Related: A Senate Report Reveals New Details About Possible COVID Lab Leak Theory

Based on that statement, COVID-19 could have initially leaked as early as July, and likely by October. This makes a statement by then-NIAID director Dr. Anthony Fauci in October 2019 particularly interesting. After all, Fauci is implicated in the funding of Wuhan gain-of-function research by NIAID’s parent NIH through the EcoHealth Alliance (which Fauci initially denied). If there were any American bureaucrat potentially to know about COVID-19’s existence before the rest of the world, it would be Fauci. And at a Milken Institute Summit panel in October 2019, Fauci indicated he wanted a system-shattering approach to allow for much faster development of vaccines, particularly mRNA vaccines.

When I reported on the Summit panel back in October 2021 for The Rogue Review, I was struck by the statements of several panelists. The topic was the “quest for a universal flu vaccine.” “Why don’t we blow the system up?” exclaimed the moderator Michael Specter, staff writer for The New Yorker. “I mean, obviously we can’t just turn off the spigot on the system we have, and then say, hey, everyone in the world should get this new vaccine we haven’t given to anyone yet.” And yet, as we now know, that is exactly what governments and experts did with COVID-19. Specter later suggested that if the 2009 pandemic had been deadlier, it would have been “better,” because it would have spurred change.

Fauci later described what he saw as the “critical challenge” with vaccine progress, which was that it takes years and many tests for effectiveness and safety. Government funding excites people about otherwise uninteresting research, Fauci said, chuckling. Sort of like how the government spent billions buying up the COVID-19 vaccines, perhaps?

But most revealing was Fauci’s comment about the frustration of people not treating influenza seriously enough because most people recover from it. “There isn’t anybody that’s afraid of influenza,” Fauci said. But it was sure a success, making people afraid of influenza-like COVID-19. At that 2019 Summit panel, Fauci had his personal solution: “It’s difficult to change that unless you do it from within and say, ‘I don’t care what your perception is, we’re going to address the problem, in a disruptive way, and in an iterative way,’ because you do need both.
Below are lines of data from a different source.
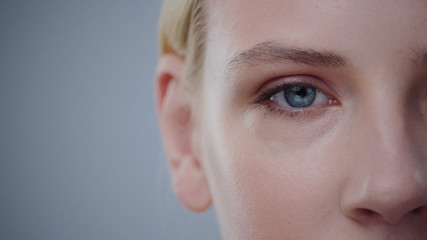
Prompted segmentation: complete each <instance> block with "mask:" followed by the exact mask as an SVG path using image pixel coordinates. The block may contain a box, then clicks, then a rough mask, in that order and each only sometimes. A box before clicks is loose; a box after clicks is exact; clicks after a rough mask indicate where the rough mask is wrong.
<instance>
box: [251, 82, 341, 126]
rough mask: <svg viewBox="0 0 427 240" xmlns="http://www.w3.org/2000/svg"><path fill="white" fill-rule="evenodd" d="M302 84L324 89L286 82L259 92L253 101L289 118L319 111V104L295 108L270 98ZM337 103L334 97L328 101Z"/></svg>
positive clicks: (307, 84) (305, 84)
mask: <svg viewBox="0 0 427 240" xmlns="http://www.w3.org/2000/svg"><path fill="white" fill-rule="evenodd" d="M301 85H304V86H308V87H313V88H316V89H317V90H318V91H322V90H320V89H319V88H318V87H316V86H314V85H312V84H310V83H284V84H282V85H279V86H277V87H275V88H272V89H268V90H266V91H263V92H261V94H259V96H258V97H257V98H256V99H255V100H254V101H253V102H252V103H253V104H256V105H258V106H261V107H263V108H264V109H266V110H268V111H269V112H270V113H274V114H279V115H283V114H285V115H286V117H289V118H294V117H304V116H308V115H310V114H312V113H313V112H317V111H319V110H320V109H321V108H320V107H316V106H317V105H316V106H310V107H305V108H299V109H295V108H294V109H286V108H283V107H280V106H275V105H276V103H275V102H272V101H271V100H270V99H271V97H272V96H274V95H275V94H277V93H278V92H281V91H283V90H284V89H286V88H289V87H293V86H301ZM322 92H323V91H322ZM327 95H329V94H327ZM337 104H338V101H337V100H335V99H333V98H331V99H330V100H329V101H328V105H337Z"/></svg>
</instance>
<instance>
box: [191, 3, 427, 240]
mask: <svg viewBox="0 0 427 240" xmlns="http://www.w3.org/2000/svg"><path fill="white" fill-rule="evenodd" d="M207 9H208V11H207V12H208V17H207V29H208V34H207V43H206V47H207V49H206V61H205V63H204V70H205V71H204V79H203V85H202V87H201V88H202V89H201V90H202V94H201V98H200V99H199V100H200V102H199V105H198V107H199V109H198V110H199V113H200V114H199V116H200V117H199V118H198V124H199V126H198V136H199V141H198V151H199V153H200V156H201V159H202V160H201V161H202V162H201V163H202V166H203V168H204V169H205V171H206V174H207V178H208V182H209V186H210V189H211V193H212V196H213V200H214V202H215V205H216V209H217V212H218V218H219V220H220V225H221V229H222V231H223V234H224V237H225V238H226V239H245V240H247V239H316V240H321V239H378V240H379V239H411V240H414V239H426V238H427V119H426V118H427V55H426V50H427V1H422V0H394V1H390V0H380V1H371V0H363V1H344V0H327V1H310V0H307V1H306V0H301V1H284V0H262V1H261V0H251V1H248V0H233V1H226V0H218V1H209V3H208V6H207Z"/></svg>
Then-FDA bureaucrat Dr. Rick Bright, who has proudly boasted of his efforts to prevent effective therapeutics for COVID-19 from reaching the American people, also made an interesting comment at the Summit. “A mediocre and fast vaccine is even better than a mediocre and slow vaccine,” he said. Bright subsequently predicted a “novel avian virus” could occur soon “in China” to spur a future of rapidly-produced mRNA vaccines for flu viruses.
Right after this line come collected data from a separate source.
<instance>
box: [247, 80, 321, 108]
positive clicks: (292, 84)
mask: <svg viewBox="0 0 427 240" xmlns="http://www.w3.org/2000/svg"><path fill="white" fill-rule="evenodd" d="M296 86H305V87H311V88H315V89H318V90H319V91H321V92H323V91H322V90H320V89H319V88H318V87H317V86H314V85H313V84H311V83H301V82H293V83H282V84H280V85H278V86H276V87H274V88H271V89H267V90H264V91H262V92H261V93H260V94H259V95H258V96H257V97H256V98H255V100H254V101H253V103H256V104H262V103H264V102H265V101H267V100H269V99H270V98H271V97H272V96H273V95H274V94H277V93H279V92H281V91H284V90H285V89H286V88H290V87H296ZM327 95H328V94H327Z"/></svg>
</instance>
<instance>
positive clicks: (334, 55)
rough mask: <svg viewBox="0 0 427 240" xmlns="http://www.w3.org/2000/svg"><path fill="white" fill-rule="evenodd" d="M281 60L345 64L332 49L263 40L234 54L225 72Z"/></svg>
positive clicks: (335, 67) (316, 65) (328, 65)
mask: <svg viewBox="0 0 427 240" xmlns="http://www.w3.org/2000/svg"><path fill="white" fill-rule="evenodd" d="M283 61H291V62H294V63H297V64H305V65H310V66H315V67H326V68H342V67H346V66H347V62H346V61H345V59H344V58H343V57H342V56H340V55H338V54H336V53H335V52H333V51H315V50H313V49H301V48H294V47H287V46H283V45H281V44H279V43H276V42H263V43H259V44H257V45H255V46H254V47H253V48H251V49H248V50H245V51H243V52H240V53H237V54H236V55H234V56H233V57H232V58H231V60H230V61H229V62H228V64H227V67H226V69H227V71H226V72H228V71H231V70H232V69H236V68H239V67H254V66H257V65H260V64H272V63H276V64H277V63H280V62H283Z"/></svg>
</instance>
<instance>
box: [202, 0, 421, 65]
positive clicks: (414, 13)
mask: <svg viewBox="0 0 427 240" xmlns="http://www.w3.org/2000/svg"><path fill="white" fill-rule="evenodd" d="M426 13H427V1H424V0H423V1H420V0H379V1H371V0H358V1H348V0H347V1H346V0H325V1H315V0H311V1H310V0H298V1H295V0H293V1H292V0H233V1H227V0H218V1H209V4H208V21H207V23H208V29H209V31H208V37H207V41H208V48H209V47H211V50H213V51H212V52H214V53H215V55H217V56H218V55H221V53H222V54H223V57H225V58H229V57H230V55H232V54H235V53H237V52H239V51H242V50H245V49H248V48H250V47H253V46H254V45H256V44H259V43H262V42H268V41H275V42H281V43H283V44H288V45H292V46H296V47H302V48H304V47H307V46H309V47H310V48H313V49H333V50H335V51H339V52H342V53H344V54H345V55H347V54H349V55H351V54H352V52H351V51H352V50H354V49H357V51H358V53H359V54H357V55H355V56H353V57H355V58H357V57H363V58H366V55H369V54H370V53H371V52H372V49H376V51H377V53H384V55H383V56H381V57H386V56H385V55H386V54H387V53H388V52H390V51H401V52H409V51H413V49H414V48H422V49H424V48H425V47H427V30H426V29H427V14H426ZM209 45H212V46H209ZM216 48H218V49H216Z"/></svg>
Based on what Marshall said, COVID-19 had already leaked by the time Bright made that prediction. Even if Bright didn’t know that, governments and Pharma companies did use the novel flu-like virus from China to speed up vaccine production exponentially. In light of Marshall’s new information about COVID-19’s origins, the statements of Fauci, Specter, and Bright at the Milken Institute Summit are eerily prophetic. It would be wonderful if there were a Congressional investigation into how much Fauci knew in October 2019, and whether that had anything to do with his statements at the October 2019 Summit.